PHOTO: US doctor contracts Ebola in Liberia

A 33-year-old American doctor working for a relief organisation in Liberia's capital has tested positive for the tropical disease Ebola, according to a statement from Samaritan's Purse.

Dr. Kent Brantly, medical director at one of the country's two treatment centers run by the organisation, recognised his own symptoms and confined himself to an isolation ward.

It was not immediately clear how he caught Ebola. The relief group's Melissa Strickland said that he had followed strict safety protocols when treating patients.

"It's too early to try to explain it.

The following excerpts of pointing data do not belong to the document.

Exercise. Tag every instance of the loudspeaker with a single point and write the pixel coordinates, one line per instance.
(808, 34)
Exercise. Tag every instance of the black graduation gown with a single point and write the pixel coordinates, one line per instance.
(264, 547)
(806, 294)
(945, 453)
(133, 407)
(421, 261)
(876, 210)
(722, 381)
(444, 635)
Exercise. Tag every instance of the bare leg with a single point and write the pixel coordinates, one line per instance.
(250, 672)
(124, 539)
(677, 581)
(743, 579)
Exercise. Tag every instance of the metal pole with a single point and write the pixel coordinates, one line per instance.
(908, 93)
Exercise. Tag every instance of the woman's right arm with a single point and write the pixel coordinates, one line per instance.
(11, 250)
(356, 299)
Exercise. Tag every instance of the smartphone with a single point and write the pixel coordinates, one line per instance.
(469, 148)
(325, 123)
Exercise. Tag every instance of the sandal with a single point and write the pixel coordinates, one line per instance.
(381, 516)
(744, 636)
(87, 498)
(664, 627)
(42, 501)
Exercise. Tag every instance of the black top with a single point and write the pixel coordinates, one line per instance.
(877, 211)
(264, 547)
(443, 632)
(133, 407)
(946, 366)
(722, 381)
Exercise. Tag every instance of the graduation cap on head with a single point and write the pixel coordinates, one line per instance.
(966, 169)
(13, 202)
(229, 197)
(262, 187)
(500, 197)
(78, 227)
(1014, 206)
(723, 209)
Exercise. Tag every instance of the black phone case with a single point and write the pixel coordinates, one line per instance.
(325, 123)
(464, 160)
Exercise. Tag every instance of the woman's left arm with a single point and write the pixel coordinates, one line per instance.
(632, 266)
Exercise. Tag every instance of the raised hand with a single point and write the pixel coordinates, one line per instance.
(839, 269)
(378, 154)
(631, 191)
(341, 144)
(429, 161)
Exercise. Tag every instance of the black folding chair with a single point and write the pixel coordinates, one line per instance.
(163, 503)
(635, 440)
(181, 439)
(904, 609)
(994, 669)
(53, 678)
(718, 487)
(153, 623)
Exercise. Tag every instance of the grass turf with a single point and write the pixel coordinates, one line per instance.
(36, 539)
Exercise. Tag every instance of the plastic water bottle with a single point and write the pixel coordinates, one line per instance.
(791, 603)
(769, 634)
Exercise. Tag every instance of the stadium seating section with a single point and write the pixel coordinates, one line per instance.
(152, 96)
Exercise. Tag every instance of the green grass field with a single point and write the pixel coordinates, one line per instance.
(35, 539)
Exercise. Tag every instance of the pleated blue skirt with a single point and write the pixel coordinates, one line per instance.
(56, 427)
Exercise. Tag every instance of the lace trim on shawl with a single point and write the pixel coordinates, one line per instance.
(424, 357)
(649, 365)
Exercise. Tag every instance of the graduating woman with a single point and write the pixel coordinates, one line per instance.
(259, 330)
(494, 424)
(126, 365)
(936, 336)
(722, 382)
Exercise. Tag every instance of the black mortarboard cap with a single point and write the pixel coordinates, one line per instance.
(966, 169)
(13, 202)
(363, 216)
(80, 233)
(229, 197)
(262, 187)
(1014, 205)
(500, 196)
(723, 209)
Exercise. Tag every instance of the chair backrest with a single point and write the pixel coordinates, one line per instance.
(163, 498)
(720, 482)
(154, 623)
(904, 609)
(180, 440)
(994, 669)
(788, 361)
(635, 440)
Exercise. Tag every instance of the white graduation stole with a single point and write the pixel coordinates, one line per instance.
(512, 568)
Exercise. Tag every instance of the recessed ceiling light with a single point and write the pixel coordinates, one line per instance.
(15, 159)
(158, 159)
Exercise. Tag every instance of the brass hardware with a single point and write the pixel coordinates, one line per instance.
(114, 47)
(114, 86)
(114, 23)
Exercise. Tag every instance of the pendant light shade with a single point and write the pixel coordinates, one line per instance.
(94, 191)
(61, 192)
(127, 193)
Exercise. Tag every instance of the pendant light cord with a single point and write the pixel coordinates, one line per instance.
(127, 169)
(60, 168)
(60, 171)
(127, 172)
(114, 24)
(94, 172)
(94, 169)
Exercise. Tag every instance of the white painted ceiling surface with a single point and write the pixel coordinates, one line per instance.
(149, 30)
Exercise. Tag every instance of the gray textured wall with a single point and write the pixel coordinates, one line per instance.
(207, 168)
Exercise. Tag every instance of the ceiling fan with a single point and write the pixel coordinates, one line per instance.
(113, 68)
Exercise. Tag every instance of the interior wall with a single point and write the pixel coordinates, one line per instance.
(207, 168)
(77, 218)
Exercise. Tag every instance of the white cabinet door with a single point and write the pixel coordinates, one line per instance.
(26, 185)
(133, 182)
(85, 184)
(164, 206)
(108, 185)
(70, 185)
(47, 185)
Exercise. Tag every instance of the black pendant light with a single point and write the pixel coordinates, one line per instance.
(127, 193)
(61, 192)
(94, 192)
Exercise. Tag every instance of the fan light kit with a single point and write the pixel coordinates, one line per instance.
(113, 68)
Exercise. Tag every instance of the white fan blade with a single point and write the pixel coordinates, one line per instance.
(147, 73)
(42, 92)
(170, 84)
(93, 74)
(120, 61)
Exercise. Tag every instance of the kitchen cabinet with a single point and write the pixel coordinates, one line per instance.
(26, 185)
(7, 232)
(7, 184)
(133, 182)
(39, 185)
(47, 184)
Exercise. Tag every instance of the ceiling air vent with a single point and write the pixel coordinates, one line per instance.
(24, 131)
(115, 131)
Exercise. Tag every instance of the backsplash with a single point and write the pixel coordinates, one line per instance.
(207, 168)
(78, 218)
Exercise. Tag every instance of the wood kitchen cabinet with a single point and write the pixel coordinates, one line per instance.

We will have an intensive and thorough investigation," she said.

Across Guinea, Liberia and Sierra Leone, at least 660 people have died from the illness, according to the World Health Organisation, as poor, ill-equipped African governments have struggled to cope with the virus.

Ebola kills up to 90 per cent of those who catch it, although the fatality rate of the current outbreak is lower at around 60 per cent. Highly contagious, patients suffer from vomiting and diarrhoea as well as internal and external bleeding.